If the desire to move comes from the fact that your child is crawling out of his crib, there are other solutions you can try before making such a big transition. The following two steps might prevent your little Houdini from escaping.
First, make sure that you have lowered the crib mattress as far as possible. Then, turn your crib so that the highest bar is on the outside. The harder you can make it to climb out, the less you have to worry.
“Keeping a bedtime routine is comforting to a child and can be incredibly helpful during transition periods.”
Make your child part of the decision
Ultimately, the decision is yours. However, if your child feels like he is involved in making the decision, the transition will be smoother. A few weeks before you want to make the move, start talking about the idea and building it up.
If you have a nephew or a friend has a child that just moved to a toddler bed, take your child over for a visit. Many times, seeing someone their age or even a little older doing something new makes them want to do it, as well.
Let him shop with you
When you are ready to shop for a toddler bed, take your child with you. Let him pick out the bed he wants- within reason, of course. This will get him more excited for the change.
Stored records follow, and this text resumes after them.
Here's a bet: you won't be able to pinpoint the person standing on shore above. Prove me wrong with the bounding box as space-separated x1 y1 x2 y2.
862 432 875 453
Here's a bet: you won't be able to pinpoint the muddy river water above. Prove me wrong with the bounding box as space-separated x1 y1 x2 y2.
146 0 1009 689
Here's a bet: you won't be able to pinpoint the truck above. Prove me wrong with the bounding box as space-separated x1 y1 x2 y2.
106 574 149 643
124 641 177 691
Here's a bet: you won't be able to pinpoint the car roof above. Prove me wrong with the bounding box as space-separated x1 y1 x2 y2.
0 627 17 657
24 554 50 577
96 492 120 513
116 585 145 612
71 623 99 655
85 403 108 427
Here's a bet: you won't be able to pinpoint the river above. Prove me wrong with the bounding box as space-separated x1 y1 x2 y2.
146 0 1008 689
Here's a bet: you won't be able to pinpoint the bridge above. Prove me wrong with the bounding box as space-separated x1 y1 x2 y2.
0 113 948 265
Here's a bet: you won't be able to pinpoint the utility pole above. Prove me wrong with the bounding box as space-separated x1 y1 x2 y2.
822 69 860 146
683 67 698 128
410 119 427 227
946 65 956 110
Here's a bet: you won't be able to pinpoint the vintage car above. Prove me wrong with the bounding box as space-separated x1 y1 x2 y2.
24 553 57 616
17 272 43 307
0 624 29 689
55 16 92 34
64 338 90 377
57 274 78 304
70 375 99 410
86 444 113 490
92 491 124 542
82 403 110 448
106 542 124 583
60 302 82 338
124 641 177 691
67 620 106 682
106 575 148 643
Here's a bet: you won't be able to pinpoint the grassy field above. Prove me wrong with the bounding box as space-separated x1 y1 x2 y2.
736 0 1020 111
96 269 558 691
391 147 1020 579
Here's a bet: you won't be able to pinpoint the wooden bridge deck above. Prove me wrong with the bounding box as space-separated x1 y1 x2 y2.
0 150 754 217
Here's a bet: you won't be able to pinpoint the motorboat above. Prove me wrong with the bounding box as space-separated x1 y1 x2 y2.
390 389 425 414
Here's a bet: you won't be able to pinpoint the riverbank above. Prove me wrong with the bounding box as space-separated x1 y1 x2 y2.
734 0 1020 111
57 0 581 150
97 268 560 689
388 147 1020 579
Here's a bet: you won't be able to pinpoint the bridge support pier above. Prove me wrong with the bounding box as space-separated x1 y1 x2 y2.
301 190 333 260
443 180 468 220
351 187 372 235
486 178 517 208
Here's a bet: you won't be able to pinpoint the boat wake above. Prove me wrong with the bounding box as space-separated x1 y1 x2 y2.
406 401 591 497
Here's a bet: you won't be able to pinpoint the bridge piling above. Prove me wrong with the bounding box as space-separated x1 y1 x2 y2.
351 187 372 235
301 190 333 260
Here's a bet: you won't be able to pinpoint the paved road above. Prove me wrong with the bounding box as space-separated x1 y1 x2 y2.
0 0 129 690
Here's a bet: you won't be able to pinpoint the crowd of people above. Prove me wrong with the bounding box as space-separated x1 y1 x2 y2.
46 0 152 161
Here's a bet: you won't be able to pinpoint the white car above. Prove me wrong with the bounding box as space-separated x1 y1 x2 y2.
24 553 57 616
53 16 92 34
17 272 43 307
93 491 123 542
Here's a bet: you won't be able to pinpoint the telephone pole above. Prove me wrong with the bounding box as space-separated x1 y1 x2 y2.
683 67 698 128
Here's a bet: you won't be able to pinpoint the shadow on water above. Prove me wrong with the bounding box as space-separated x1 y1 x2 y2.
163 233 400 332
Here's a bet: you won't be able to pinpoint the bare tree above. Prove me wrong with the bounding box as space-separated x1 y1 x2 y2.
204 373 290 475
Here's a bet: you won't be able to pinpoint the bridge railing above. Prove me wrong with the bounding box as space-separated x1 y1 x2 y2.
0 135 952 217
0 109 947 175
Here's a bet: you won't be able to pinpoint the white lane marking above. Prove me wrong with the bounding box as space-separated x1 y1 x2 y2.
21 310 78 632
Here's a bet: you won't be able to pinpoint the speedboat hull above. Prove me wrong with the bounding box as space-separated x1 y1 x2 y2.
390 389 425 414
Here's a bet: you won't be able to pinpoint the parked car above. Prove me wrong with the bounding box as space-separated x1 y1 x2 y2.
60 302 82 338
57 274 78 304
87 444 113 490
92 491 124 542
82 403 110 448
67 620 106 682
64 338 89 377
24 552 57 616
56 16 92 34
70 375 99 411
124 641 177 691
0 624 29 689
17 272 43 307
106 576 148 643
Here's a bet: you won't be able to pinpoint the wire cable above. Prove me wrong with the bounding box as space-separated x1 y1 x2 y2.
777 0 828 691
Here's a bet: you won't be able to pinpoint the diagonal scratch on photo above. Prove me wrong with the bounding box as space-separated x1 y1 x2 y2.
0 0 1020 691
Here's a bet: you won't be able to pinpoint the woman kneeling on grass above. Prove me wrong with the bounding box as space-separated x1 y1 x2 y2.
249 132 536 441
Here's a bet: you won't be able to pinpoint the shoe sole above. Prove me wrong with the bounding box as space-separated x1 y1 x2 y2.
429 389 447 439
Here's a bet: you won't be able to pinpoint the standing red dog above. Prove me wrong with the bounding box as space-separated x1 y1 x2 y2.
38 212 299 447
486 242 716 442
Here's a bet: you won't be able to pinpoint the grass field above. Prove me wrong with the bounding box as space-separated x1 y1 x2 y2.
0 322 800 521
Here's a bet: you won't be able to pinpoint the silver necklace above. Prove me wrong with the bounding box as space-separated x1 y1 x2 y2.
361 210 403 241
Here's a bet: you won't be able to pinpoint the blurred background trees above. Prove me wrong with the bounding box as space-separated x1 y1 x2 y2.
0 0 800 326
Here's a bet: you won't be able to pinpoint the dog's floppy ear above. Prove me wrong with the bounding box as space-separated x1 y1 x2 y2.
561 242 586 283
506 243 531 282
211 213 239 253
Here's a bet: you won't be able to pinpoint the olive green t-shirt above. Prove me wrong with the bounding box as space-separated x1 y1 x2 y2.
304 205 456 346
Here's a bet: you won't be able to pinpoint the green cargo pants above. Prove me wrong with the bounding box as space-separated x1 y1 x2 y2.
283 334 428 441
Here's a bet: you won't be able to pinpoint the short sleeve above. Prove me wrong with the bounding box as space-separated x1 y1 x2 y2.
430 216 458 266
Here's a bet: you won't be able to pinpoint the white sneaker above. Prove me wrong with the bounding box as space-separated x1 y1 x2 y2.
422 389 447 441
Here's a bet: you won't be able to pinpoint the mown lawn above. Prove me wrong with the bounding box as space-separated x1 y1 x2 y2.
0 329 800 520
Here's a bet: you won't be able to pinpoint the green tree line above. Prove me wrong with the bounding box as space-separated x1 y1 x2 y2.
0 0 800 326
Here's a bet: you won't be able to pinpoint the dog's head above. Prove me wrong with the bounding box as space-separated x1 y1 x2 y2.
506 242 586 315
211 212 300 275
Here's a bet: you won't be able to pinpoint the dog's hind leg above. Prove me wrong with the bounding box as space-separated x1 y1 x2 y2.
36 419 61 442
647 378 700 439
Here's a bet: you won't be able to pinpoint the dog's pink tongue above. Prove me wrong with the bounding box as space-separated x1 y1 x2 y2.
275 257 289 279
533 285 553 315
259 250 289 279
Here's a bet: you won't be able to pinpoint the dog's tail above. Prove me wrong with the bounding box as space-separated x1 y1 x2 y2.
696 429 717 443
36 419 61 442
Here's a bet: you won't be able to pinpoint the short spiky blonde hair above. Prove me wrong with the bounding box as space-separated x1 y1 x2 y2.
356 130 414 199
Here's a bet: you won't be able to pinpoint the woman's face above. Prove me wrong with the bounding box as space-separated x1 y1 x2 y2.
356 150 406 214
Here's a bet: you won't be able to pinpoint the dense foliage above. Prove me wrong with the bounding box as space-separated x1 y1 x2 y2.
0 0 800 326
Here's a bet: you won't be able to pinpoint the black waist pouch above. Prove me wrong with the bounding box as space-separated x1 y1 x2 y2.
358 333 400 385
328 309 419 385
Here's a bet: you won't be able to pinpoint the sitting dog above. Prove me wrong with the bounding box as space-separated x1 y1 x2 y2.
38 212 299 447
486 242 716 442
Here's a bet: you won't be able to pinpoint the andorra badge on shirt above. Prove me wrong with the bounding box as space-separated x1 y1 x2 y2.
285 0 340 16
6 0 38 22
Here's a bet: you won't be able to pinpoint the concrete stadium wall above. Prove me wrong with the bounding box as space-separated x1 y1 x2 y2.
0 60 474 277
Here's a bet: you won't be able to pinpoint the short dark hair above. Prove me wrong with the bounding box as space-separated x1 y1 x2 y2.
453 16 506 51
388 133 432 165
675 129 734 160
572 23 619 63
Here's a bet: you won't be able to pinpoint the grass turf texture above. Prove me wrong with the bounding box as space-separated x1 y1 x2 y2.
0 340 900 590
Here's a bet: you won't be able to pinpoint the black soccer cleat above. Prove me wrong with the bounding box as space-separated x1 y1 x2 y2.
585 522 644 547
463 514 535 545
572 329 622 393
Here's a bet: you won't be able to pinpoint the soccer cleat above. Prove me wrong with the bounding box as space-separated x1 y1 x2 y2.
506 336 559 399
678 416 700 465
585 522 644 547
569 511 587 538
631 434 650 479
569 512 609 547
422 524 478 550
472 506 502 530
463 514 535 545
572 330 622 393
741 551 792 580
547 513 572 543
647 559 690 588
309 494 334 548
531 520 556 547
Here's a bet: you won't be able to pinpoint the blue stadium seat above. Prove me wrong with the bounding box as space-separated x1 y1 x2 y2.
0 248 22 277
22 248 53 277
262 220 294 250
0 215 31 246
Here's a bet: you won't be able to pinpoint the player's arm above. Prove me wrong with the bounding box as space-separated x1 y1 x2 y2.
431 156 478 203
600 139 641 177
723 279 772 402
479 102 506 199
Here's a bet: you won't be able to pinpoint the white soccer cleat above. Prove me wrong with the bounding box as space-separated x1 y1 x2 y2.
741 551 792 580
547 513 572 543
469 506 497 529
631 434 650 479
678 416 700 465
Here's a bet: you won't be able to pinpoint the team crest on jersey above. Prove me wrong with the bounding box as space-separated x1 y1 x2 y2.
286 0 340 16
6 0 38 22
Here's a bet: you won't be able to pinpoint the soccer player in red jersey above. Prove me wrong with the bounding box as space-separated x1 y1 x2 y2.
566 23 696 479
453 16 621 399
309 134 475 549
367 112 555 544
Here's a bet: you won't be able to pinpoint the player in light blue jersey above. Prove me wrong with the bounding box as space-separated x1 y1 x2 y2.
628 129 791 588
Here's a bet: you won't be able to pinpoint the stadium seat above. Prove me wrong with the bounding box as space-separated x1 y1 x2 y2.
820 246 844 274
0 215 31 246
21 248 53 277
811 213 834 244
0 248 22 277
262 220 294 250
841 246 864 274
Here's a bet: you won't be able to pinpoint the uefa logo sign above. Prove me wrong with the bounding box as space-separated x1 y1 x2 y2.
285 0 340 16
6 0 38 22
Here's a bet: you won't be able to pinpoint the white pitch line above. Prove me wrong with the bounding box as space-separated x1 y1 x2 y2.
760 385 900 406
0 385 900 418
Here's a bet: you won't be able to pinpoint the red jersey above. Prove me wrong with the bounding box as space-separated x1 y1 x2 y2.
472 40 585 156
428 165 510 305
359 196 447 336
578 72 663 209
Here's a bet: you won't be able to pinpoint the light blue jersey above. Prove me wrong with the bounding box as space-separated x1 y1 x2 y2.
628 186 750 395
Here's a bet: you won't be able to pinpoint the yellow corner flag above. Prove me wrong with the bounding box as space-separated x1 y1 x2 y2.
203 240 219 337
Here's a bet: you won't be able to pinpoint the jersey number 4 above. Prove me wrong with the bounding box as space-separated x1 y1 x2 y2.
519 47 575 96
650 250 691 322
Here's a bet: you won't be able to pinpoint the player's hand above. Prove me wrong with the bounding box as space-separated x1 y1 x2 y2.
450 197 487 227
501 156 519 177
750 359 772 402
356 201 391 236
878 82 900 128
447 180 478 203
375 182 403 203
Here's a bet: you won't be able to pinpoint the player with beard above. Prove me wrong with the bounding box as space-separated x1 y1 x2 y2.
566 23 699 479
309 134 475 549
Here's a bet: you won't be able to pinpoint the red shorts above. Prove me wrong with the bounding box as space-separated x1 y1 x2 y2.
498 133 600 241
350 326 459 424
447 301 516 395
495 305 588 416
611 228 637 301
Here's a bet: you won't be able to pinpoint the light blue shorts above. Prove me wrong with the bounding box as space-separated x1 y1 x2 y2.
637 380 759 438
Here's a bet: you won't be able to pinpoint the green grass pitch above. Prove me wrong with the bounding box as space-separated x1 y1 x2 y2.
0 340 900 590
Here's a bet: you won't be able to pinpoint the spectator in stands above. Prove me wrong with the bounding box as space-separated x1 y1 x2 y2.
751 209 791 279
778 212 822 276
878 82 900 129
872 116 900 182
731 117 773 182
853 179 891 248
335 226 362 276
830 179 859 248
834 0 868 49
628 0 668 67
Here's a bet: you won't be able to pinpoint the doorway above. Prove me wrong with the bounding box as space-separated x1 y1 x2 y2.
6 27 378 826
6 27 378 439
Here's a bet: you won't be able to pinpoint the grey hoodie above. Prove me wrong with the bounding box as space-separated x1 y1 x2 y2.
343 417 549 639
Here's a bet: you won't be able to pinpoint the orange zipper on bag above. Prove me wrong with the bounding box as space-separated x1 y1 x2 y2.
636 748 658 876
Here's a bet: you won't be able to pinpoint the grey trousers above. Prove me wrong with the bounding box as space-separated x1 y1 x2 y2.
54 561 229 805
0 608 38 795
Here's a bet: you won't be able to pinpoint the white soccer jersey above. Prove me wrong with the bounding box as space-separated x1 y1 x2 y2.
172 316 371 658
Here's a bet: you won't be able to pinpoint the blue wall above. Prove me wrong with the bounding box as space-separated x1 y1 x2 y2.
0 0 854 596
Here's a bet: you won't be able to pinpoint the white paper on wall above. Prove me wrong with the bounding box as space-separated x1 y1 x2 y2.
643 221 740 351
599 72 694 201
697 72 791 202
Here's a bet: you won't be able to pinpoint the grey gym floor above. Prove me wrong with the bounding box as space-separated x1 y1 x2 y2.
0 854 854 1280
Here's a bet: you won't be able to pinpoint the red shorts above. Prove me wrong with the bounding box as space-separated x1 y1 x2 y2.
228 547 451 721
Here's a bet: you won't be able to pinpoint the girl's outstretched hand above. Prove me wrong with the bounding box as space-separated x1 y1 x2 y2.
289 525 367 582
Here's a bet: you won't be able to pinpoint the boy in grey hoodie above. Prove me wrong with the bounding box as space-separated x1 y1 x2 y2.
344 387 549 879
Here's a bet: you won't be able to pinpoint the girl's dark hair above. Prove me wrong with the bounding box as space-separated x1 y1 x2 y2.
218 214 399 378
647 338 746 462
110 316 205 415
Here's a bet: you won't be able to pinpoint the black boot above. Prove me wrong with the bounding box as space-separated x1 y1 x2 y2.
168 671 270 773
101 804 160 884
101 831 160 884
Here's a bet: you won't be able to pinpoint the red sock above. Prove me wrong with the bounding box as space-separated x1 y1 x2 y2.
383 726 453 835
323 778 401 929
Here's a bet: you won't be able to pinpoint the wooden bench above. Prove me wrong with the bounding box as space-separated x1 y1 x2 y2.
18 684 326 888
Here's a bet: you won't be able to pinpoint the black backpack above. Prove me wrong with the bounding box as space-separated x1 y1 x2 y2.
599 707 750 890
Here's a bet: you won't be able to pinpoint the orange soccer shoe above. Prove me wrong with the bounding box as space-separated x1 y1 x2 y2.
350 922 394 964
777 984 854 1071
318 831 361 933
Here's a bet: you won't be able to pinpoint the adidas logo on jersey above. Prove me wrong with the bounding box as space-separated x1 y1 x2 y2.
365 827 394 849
If someone is handing down the toddler bed, you can still take him shopping for new sheets and maybe a special pillow. Also, if you have available resources, consider making over his whole bedroom.
Keep a bedtime routine
Keeping a bedtime routine is comforting to a child and can be incredibly helpful during transition periods. One calming routine is to give him a bath, rub him down with lavender-scented baby lotion, and cuddle up for some bedtime stories.
Though your child may take to the toddler bed easily, many have some difficulty- especially the first few nights. Start by making sure there is a night light or hall light on to keep any “monsters” away.
Also, there is a good chance that he will get out of bed at least once. Do not overreact to this. Simply take his hand and take him back to bed.
Do not give up
If you find that your child is simply averse to the idea, do not give up. Some children simply are not ready when we think they should be.
Instead of forcing it at that time, take a break but keep the toddler bed put together. Try not to bring the bed up or pay it any attention. Take the pressure off of your child. You just might find your little guy sound asleep on it one day.
Ask your pediatrician
If for any reason you are still uncertain, ask your child’s pediatrician for their advice. The pediatrician will tell you if there is any reason not to make the move yet, or he will give you the green light to move ahead.